Before this trip I had arranged through the
Tuckerberry's agent that Amy and I would visit the set to see some of the TV
show being filmed. It would be a chance to meet some actors in their cage. That
is, while they were filming.
So one afternoon during our 1989 trip we descended
on a hidden, nondescript TV production studio off Olympic Boulevard in West
LA.
We had to talk our way in as we weren't on the list
at security. They made some calls while they kept us waiting. Finally the seas
parted and in we went.
Once inside we said hello to Michael Tucker briefly as he was busy doing scenes. Jill wasn't on set that day.
We stayed for a couple of uneventful hours. We felt
welcome but mostly no one talked to us. Why didn't they want to know who we
were and why were we hanging out on their set?

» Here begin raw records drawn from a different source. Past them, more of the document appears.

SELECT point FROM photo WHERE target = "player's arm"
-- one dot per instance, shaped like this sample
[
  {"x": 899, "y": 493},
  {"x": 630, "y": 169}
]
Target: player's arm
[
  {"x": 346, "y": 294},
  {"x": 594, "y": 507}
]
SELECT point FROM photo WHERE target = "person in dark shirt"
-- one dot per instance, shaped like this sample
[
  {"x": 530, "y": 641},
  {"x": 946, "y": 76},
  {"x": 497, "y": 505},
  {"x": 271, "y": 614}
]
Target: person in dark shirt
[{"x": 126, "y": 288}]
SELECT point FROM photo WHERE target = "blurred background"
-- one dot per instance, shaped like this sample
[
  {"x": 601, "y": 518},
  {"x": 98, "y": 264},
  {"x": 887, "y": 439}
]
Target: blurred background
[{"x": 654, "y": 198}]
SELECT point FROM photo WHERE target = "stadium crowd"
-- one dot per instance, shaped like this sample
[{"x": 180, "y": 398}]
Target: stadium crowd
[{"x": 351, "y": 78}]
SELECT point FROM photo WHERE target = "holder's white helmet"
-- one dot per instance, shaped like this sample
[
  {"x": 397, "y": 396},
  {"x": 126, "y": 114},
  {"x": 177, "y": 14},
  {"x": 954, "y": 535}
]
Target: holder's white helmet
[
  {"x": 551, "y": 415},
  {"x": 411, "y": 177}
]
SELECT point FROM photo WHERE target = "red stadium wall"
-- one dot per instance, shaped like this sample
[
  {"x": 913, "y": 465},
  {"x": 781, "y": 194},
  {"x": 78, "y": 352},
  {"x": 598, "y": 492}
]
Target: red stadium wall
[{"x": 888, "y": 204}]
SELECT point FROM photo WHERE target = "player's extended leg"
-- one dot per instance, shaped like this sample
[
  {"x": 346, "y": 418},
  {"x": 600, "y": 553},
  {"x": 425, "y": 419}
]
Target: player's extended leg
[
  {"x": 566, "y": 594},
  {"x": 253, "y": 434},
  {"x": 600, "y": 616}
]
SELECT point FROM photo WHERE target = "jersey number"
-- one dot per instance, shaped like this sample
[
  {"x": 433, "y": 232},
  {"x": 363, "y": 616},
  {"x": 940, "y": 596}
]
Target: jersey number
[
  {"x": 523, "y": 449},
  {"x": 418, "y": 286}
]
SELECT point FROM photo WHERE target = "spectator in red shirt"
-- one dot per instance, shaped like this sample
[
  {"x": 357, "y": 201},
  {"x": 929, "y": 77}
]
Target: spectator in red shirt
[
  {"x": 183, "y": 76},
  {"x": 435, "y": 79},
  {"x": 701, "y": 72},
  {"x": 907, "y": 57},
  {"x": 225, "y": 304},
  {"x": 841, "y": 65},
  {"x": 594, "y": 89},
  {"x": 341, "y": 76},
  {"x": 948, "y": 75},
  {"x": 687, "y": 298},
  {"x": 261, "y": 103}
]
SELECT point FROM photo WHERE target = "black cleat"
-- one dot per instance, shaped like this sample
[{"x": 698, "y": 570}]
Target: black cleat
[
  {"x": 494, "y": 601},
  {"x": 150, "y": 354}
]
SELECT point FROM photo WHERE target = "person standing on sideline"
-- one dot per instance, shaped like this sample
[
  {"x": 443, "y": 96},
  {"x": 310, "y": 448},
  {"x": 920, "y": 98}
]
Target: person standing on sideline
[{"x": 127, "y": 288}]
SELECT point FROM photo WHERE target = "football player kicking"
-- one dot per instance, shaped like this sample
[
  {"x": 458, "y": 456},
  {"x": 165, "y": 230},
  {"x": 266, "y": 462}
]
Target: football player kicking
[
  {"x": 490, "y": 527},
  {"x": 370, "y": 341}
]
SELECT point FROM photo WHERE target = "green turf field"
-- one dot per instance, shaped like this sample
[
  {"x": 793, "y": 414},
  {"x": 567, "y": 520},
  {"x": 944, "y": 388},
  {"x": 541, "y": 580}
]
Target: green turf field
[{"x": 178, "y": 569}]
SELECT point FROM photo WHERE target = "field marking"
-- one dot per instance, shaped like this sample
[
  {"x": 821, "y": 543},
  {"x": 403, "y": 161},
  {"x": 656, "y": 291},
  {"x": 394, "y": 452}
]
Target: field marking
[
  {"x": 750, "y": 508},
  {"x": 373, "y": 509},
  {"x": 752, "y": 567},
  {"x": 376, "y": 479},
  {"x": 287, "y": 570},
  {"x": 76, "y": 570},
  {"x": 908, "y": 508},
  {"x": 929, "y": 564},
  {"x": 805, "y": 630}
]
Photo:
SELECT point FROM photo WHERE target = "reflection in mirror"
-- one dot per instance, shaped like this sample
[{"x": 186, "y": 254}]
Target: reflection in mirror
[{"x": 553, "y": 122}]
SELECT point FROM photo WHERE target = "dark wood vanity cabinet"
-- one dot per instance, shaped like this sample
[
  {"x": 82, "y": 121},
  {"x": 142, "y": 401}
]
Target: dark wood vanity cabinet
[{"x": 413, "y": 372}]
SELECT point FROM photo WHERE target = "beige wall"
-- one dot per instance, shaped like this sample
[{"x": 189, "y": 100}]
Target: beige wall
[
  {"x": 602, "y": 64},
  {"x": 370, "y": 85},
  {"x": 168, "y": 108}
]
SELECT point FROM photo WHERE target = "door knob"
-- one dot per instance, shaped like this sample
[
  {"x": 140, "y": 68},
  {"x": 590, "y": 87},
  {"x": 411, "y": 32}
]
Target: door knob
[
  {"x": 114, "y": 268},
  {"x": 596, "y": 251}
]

We had the run of the place as long as we stayed
out of the shots. We had both attended Shoppers Drug Mart commercial shoots so
we were able to act cool.
We knew the actors working that day from watching
the show. In addition to Michael Tucker, Susan Dey, Jimmy Smits, Harry Hamlin,
John Spencer and Larry Drake were on set.
John Spencer was the only one who engaged us.
You'll know him more famously as President Bartlett's chief of staff on The
West Wing. He was brief but friendly and helped us feel a bit more
comfortable.
I finally realized everyone knew who we were. In
reality I was the Tuckerberry's client as we were paying them something like
$50,000 a day to be in our commercials. Maybe that was meaningful. Maybe not.
LA is a strange place.
Short tangent on film production. It's edifying to
watch a TV show being filmed. The thing is you start to understand the
complexity of the work the director and editor does.
Movies and TV shows are filmed or video taped in
pieces that are sewn together by the editor to achieve a coherent story line.
The impressive thing is that the director has to visualize all this in advance
in order to film all of the right scenes and the building blocks of those
scenes.
You also get an extra appreciation for actors who
are often solitary when filming a scene. For example, if you see a conversation
between two characters the camera seems to be moving back and forth between the
two. Well in reality they aren't conversing with each other but rather alone
talking to the camera. And then the sewing happens in the edit.
So now sometimes when I'm watching a TV show I step
back and see it being assembled from behind the camera. More fun.
Our trips to LA always ended with breakfast at the
same new age natural foods restaurant on the Venice Beach boardwalk. Excellent
pancakes. Terrific coffee. Just the right kharma to take back to Toronto.